(394k) Predicting Vapor Liquid Equilibrium Curves of Acid Gas Absorption Using Machine Learning and Molecular Simulations

In the search for new solvents to remove acid gas (CO₂, H₂S, etc.) the use of molecular simulations and chemoinformatics is challenging because of the complexity of the absorption process, and, more specifically, due to its reactive nature. This talk will highlight several of our recent significant advances in computer-aided (mainly machine learning) developments in the field of absorption. The study case is absorption of CO2 and H2S in aqueous MDEA, a widely used industrial solvent.

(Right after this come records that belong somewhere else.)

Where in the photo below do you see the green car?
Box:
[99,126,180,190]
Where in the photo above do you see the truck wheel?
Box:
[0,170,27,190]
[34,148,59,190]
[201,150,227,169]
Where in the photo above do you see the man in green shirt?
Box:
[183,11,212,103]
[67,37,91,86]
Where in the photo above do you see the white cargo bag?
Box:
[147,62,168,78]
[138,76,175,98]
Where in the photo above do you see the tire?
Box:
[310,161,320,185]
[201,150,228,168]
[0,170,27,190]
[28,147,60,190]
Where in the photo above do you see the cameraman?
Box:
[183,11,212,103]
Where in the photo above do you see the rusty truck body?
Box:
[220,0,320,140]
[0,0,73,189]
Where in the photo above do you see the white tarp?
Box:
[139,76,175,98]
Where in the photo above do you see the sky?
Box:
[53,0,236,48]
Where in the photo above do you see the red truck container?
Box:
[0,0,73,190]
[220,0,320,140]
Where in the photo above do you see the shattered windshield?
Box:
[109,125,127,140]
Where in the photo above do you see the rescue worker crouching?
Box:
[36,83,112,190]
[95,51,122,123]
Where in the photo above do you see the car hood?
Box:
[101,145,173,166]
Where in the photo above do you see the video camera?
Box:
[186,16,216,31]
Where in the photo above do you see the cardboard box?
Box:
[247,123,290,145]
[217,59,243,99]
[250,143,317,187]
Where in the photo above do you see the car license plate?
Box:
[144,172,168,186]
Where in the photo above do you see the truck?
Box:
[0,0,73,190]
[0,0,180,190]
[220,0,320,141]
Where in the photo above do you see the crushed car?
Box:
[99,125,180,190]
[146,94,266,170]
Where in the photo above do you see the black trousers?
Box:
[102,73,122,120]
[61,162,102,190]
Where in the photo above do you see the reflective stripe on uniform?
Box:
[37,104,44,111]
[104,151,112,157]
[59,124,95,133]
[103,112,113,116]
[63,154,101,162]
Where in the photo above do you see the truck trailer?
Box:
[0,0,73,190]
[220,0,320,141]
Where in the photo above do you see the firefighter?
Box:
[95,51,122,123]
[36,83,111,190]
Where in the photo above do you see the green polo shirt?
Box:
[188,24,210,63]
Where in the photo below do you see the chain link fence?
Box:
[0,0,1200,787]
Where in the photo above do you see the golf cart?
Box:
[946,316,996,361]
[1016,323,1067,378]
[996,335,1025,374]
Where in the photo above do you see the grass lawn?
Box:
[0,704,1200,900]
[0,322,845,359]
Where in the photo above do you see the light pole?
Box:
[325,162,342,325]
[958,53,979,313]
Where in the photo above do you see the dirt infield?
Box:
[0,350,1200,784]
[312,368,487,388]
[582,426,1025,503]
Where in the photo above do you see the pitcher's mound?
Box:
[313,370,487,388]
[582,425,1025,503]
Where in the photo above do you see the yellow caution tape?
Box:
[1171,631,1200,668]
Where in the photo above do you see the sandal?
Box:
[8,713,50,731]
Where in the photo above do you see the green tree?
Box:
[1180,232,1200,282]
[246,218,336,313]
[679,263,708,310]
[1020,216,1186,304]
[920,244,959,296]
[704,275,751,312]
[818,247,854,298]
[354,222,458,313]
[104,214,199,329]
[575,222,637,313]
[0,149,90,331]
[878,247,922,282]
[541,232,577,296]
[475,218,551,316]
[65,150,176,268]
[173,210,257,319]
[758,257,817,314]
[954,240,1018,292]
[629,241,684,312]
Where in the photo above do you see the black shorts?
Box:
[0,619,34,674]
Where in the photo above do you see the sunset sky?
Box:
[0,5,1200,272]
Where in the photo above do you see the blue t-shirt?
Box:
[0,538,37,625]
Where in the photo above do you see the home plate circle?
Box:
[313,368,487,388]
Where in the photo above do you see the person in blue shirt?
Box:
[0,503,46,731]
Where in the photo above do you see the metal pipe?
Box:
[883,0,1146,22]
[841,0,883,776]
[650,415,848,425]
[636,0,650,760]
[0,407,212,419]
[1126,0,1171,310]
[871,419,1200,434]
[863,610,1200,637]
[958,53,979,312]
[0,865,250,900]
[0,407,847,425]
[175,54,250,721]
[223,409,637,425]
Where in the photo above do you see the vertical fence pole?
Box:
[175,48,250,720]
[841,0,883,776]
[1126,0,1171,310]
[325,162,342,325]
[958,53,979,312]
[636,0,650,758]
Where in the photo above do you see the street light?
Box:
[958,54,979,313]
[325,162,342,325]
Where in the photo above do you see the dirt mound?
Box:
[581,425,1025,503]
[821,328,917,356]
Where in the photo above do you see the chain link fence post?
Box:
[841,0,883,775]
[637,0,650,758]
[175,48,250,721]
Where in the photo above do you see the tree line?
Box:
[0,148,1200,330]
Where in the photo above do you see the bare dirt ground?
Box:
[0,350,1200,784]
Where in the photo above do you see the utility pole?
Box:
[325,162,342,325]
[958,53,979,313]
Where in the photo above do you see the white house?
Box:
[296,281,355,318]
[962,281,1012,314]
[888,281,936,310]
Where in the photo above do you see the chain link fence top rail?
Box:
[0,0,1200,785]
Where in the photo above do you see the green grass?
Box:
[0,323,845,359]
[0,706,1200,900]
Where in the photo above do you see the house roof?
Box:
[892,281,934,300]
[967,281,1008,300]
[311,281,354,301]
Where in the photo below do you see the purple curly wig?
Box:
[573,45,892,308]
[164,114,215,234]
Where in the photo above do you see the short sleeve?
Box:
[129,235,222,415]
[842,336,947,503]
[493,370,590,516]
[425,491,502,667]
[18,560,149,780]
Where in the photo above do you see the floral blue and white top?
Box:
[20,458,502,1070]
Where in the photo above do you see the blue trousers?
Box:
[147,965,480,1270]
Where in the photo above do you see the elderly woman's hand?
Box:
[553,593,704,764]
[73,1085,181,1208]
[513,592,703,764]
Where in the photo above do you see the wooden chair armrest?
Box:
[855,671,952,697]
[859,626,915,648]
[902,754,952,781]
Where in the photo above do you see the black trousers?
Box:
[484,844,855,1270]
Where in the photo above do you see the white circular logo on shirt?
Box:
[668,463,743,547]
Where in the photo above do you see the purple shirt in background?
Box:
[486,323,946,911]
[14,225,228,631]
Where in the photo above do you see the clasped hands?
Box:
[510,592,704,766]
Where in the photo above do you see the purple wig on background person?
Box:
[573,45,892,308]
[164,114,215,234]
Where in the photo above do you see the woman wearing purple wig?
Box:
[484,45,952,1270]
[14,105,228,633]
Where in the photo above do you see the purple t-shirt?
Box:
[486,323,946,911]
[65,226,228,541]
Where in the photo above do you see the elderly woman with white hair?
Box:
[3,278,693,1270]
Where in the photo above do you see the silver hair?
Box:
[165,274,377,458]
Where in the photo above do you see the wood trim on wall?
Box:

The key thermodynamic property of acid gas removal is the acid gas-solvent Vapor-Liquid Equilibrium (VLE). These isotherms reflect the amount of acid gas absorbed for a given partial pressure of acid gas at equilibrium conditions. Measuring VLE curves is a time-intensive endeavor necessitating numerous repetitions for various temperatures and solvent compositions. Existing theoretical models for VLE prediction (e.g. e-NRTL) require the knowledge of a wide range of thermodynamic parameters of the studied pure, binary, ternary, etc. systems.

As a solution to this resource-intensive process, machine learning (ML) modeling has been employed to predict acid gas vapor pressure based on its concentration in the absorbent, temperature, and MDEA concentration in H2O. Data was collected from 15 articles, resulting in 512 data points (61 isotherms) for CO2 in MDEA+H2O and 239 datapoints (34 isotherms) for H2S in MDEA+H2O. Data analysis techniques were applied to the available data, and the resulting models were evaluated for their robustness and predictive capability. The model was used to predict new experimental data.The prediction error was deemed acceptable. A methodology is developed to eliminate suspicious experimental data, as well as unphysical trends. The accuracy of the model is also compared with a standard thermodynamic model fitted against experimental data and with the molecular simulation predictions presented in the next paragraph.

We will also briefly present the open-source chemical reaction equilibrium solver (CASpy, https://github.com/omoultosEthTuDelft/CASpy) developed to compute the concentration of species in any reactive liquid-phase absorption system. As a case study, we computed the CO₂ and H₂S absorption isotherm and speciation in an aqueous MDEA solution at 313.15 K and compared the results with available data from the literature. The results show that the computed CO₂ isotherms and speciations are in good agreement with experimental data, demonstrating the accuracy and the precision of our solver.

Selected publications:

1. Mert Polat, Frédérick de Meyer, Céline Houriez, Othonas A. Moultos, Thijs J.H. Vlugt, Solving Chemical Absorption Equilibria Using Free Energy and Quantum Chemistry Calculations: Methodology, Limitations, and New Open-Source Software, Journal of Chemical Theory and Computation, 19, 2616-2629, 2023.
2. Mert Polat, Hirad S. Salehi, Remco Hens, Dominika O. Wasik, Ahmadreza Rahbari, Frédérick de Meyer, Céline Houriez, Christophe Coquelet, Sofia Calero, David Dubbeldam, Othonas A. Moultos, Thijs J.H. Vlugt, New features of the open source Monte Carlo software brick-CFCMC: Thermodynamic integration and hybrid trial moves, Journal of Chemical Information and Modeling, 61 (8), 3752-3757, 2021.